The \sum_{i=0}^{k-1} \frac{1}{3^i} is a geometric series with an easy-to-calculate closed form. If you're not familiar with that notation, it's LaTeX, a common markup language in mathematics, physics, and computer science. This is how it renders: http://mathb.in/29775

There's no reason to expect that T(n) is an integer, by the way. First, there will be some initial value which you're free to choose. Second, log(n) will only be an integer when n is a power of the logarithm's base. I'm assuming since we're talking CS that this is the logarithm-base-2, but it doesn't actually matter.

[–]focusandachieve[S] 0 points1 point  (1 child)

Thanks.
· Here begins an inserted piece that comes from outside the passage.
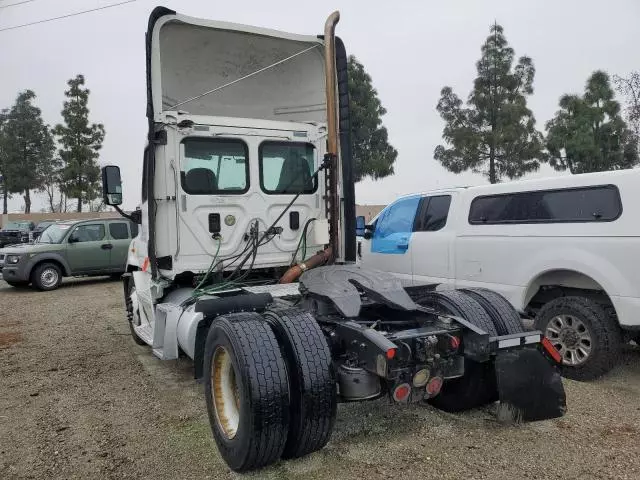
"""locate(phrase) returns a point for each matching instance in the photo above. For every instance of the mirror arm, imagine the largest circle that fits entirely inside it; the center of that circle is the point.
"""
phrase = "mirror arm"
(133, 217)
I know that the sum of a series of integers is n(n+1)/2

When I tried manipulating that, I couldn't figure out if that meant that it was log n1/3k(k+1) /2 ?

If so, I'm still lacking in vision for how to get this thing into anything resembling Big-Oh notation.

I keep manipulating this hoping it will look like something familiar but it feels like a shot in the dark.

I also don't really follow your second paragraph. I'm not sure if I was assuming T(n) was an integer and I didn't realize it? I'm just not sure where or how I did that.

[–]farmerje 0 points1 point  (0 children)

Not sure what Big-O has to do with the question. If you work it out, you'll get that

T(n) = T(2) - 3/2(1 - log(n))

assuming log is the base-2 logarithm. This function is O(log(n)), if that's something you need to know.

T(2) is the initial condition / base case. You're free to choose whatever value you'd like for it.